Last updated on January 6th, 2019
Contacting Traditional Owners
There are 20 Traditional Owner Tribal groupings with over 100 clans and family groupings within the Wet Tropics. Many Traditional Owners have strong and enduring connections to Country and are actively involved in managing their traditional land and sea country.
Working together with Traditional Owners brings enormous benefits to natural resource management, as well as recognising and respecting the significant contribution Traditional Owners make to the management of the cultural and natural resources of the region.
Traditional Owner Contact Map
To support strong and healthy partnerships with Traditional Owners in the Wet Tropics, relevant information and contact details are now available in an interactive map. Click on the Traditional Owner Contact Map icon to the right to open the map in a new window.
A contact list for Traditional Owner groups in the Wet Tropics has also been prepared and can be accessed by clicking on this link to Plan Partners. The filter options on the left can be used to find details for relevant Local Landscapes.
Traditional Owner Partnerships
Building partnerships with Traditional Owners requires a respectful approach, just like any partnership. Thousands of years of connection to Country have resulted in complex social structures, each with their own protocols for who can speak on behalf of Country.

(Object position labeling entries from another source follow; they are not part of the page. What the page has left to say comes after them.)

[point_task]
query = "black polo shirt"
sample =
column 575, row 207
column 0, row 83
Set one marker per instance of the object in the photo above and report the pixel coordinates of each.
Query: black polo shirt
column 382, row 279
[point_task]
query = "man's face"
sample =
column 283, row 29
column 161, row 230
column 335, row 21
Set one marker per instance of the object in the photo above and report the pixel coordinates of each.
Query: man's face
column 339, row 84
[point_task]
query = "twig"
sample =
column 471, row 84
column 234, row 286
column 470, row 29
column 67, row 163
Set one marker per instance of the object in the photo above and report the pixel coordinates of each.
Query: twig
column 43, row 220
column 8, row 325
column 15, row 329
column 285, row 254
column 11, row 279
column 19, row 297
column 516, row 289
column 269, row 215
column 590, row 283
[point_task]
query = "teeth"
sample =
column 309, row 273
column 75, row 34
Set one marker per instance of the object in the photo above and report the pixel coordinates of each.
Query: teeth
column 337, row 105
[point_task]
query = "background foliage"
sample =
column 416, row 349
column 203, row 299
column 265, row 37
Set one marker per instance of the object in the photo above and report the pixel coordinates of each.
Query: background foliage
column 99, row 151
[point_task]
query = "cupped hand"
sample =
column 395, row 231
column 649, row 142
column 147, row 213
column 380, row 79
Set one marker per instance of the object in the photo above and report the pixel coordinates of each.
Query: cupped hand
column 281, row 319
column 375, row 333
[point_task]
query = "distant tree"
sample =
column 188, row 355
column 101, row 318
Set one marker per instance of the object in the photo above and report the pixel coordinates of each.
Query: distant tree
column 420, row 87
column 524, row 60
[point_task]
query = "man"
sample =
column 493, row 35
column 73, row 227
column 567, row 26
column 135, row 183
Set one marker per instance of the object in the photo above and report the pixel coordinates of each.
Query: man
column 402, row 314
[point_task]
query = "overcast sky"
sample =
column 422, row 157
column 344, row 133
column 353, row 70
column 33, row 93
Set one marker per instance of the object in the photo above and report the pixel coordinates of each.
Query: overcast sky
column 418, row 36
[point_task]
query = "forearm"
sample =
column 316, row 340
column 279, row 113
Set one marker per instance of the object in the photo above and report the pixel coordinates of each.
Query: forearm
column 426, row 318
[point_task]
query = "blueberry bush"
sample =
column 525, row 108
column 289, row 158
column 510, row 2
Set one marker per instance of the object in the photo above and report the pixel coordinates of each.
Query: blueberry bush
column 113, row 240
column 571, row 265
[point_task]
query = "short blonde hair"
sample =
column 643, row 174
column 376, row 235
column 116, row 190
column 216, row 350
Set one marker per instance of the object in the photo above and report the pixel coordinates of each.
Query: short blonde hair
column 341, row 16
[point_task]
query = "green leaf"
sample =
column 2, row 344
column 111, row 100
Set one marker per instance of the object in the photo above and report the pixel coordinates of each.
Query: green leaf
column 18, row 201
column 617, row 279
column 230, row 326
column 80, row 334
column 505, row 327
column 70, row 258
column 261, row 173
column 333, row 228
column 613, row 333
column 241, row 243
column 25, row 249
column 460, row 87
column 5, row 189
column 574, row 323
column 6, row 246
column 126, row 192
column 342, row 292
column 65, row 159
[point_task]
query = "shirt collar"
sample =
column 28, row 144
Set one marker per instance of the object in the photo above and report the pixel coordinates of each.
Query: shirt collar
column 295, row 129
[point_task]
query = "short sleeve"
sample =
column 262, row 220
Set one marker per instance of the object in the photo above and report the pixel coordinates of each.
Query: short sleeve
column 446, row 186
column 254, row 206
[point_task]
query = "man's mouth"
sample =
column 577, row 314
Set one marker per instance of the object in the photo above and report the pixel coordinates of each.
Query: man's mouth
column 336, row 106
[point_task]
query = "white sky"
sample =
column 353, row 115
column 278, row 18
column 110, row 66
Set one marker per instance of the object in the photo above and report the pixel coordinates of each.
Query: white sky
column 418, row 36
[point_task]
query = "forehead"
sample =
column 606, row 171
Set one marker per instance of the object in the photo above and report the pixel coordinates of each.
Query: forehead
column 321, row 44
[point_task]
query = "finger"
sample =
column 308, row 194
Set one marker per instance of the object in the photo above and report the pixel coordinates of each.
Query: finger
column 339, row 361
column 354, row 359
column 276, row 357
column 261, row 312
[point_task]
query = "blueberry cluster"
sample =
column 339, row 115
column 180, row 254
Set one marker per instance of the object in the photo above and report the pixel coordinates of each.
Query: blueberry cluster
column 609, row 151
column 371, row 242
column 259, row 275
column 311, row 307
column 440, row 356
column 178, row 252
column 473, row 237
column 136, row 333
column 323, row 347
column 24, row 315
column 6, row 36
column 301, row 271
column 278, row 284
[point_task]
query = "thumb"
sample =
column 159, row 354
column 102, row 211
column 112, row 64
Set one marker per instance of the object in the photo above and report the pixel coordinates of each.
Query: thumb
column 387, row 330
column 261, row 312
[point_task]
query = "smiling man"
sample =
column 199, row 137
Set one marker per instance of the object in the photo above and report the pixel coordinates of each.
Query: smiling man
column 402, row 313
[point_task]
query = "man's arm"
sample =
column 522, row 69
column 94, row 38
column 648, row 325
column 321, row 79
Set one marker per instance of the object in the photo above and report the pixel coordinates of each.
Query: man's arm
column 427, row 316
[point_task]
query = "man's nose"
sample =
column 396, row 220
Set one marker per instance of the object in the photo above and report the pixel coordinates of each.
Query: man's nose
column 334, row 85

The distribution of Traditional Owner groups across the Wet Tropics is shown on the map image to the left. Click on the map to open the interactive Traditional Owner Contact Map and find contact details for the appropriate group for various locations.

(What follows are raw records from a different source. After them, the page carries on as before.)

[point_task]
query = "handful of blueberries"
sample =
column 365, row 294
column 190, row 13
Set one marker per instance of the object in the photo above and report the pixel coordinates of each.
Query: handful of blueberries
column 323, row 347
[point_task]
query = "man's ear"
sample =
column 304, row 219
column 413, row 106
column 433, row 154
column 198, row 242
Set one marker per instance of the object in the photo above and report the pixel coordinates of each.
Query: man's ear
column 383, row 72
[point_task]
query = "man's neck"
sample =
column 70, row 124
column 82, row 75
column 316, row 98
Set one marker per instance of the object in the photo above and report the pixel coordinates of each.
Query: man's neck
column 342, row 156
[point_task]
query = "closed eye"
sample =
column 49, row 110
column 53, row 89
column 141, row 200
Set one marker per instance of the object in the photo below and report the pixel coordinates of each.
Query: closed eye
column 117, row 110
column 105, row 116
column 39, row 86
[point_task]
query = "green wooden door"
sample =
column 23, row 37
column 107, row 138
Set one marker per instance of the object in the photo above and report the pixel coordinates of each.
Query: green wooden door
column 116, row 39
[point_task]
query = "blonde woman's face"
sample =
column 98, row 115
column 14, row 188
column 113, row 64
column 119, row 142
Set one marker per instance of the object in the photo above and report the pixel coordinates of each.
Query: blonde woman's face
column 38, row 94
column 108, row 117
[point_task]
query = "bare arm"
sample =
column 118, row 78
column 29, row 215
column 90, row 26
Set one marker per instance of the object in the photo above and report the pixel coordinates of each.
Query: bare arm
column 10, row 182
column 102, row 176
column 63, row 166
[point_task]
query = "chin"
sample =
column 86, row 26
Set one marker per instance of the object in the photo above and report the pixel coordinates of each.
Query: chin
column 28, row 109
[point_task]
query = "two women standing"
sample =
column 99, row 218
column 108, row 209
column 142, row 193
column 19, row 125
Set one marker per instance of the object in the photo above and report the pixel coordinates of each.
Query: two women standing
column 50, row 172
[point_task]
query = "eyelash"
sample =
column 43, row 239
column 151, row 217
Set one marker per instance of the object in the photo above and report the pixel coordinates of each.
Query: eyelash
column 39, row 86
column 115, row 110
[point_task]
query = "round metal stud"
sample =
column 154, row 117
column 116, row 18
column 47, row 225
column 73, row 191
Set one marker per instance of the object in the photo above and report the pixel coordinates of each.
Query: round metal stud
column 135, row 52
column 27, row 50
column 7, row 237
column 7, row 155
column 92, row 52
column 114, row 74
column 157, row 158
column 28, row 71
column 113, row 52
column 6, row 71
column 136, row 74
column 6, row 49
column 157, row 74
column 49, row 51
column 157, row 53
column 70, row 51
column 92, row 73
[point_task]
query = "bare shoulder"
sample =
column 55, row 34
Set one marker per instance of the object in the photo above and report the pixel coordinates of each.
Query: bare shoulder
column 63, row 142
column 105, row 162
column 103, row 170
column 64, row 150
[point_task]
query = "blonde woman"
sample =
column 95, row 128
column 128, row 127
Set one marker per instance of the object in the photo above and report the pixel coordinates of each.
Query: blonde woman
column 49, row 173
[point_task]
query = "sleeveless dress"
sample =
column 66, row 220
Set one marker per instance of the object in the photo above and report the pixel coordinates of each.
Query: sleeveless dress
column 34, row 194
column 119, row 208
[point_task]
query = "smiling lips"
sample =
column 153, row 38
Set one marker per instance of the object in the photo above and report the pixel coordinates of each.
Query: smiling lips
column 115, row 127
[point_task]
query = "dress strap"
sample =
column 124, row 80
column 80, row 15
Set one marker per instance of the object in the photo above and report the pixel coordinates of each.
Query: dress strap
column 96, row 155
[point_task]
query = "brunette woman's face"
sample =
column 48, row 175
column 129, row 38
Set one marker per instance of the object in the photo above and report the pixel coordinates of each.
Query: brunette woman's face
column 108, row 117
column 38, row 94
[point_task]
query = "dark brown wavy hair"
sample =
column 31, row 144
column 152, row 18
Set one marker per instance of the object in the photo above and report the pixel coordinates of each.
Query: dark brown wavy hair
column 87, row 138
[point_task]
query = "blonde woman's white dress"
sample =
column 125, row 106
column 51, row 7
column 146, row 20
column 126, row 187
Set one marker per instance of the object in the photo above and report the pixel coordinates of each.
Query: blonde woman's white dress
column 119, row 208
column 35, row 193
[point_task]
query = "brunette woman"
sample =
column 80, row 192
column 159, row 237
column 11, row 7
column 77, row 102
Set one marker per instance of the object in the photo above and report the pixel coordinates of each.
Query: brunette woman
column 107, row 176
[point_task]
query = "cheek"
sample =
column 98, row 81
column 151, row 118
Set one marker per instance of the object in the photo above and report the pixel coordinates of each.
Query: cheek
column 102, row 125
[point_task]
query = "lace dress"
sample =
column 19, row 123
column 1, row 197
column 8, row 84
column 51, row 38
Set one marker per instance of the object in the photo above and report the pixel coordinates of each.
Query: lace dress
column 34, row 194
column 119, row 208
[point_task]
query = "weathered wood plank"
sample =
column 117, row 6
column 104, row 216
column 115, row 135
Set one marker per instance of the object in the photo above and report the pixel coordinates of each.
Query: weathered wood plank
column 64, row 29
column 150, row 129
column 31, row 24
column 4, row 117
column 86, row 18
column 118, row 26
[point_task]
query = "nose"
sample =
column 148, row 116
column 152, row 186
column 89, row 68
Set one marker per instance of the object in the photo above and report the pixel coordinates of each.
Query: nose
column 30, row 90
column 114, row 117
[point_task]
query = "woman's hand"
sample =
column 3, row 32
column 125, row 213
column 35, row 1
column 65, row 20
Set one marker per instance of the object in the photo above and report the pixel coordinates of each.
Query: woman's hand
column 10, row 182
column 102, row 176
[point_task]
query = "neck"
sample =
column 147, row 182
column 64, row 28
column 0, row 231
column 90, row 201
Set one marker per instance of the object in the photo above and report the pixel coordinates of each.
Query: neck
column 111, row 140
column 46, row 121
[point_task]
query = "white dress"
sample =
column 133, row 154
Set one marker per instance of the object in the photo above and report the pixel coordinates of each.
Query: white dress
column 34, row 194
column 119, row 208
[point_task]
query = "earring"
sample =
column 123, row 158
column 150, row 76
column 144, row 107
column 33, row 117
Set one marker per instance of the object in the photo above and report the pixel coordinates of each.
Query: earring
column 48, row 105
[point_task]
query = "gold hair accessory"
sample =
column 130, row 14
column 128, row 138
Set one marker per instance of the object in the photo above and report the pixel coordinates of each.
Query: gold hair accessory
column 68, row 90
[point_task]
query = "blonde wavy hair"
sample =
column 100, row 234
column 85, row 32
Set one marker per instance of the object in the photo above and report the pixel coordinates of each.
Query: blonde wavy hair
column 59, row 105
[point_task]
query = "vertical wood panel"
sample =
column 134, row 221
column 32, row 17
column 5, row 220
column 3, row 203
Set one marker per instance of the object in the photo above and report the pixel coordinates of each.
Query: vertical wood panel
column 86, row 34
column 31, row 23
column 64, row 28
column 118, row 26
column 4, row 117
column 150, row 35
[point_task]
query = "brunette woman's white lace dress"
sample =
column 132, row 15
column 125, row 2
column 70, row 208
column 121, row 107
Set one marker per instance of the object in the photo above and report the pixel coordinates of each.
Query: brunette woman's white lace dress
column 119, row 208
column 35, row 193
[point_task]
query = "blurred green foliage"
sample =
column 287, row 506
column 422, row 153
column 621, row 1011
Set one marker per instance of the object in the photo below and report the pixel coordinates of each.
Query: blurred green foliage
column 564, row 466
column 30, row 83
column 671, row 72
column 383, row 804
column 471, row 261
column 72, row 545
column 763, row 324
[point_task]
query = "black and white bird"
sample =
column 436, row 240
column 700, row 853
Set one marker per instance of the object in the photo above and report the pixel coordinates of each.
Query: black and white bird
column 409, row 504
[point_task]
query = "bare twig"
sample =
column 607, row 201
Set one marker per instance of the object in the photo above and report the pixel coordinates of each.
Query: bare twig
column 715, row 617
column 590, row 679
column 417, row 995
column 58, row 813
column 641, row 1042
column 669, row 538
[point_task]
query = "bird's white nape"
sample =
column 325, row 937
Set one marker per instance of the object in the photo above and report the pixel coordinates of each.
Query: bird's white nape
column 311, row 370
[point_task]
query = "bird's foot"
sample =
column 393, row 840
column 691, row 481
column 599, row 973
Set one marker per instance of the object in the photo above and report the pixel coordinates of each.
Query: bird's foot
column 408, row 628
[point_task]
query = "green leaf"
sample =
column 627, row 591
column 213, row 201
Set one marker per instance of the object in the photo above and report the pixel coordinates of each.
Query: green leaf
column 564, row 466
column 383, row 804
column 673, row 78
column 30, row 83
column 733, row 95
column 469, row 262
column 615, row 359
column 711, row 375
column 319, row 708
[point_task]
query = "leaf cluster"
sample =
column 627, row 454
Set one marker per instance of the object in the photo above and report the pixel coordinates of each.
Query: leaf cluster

Traditional Owner’s Connection to Country
There are many areas within the Wet Tropics NRM region where formal recognition of Traditional Owner’s connection to Country exists.
There are 19 Native Title determinations within the region.

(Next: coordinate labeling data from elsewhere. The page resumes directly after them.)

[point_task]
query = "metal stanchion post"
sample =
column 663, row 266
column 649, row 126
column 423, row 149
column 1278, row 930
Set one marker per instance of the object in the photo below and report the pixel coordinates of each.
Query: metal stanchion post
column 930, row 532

In addition, there are also a range of recognised Prescribed Bodies Corporate, Cultural Heritage Bodies, Indigenous Protected Areas and Indigenous Land Use Agreements, covering a range of landscapes across the Wet Tropics.
For an explanation of these terms, please see the information below.
Native title was first recognised by the High Court of Australia in 1992 with the Mabo decision. This decision overturned the notion of ‘terra nullius’, finding against the idea that the Australian continent did not belong to anyone at the time of European arrival.
From this decision, Native Title is now a form of land title within Australian law that recognises the ongoing connection to land and water that some Indigenous people have maintained.
Aboriginal and Torres Strait Islander people can apply to the courts to have their Native Title rights recognised under Australian law on areas of land where they have maintained a traditional connection.
The way Native Title is practised may vary from group to group, depending on what is claimed and what is negotiated between all of the people and organisations with an interest in that country.
Native Title can only be claimed on certain areas of land or water, for example on vacant or unallocated Crown land, but not on freehold land. It can co-exist with other forms of land title, such as pastoral leases, and exists alongside and subject to the rights of other people in the same area.
When a determination recognising Native Title is made, the Native Title Act 1993 requires that a corporation must be established to represent the Native Title holders and their interests.
These organisations are known as PBCs. They become RNTBCs when they are registered with the National Native Title Tribunal (NNTT).
While RNTBC is technically the accurate name for these organisations, they are most commonly known as PBCs.
PBCs have a significant role to play in the management of land and water in Australia. With the increasing number of native title determinations, PBCs have emerged as a key element of the native title system, with 173 currently registered.
PBCs need to operate effectively in order for native title holders to discharge their land management obligations and take advantage of opportunities to derive economic and other benefits from native title.
An ILUA is a voluntary agreement between Traditional Owners and others (such as government, pastoralists and mining companies) about the use and management of land and waters. The terms of agreement of a registered ILUA are binding on all parties, much like a legal contract.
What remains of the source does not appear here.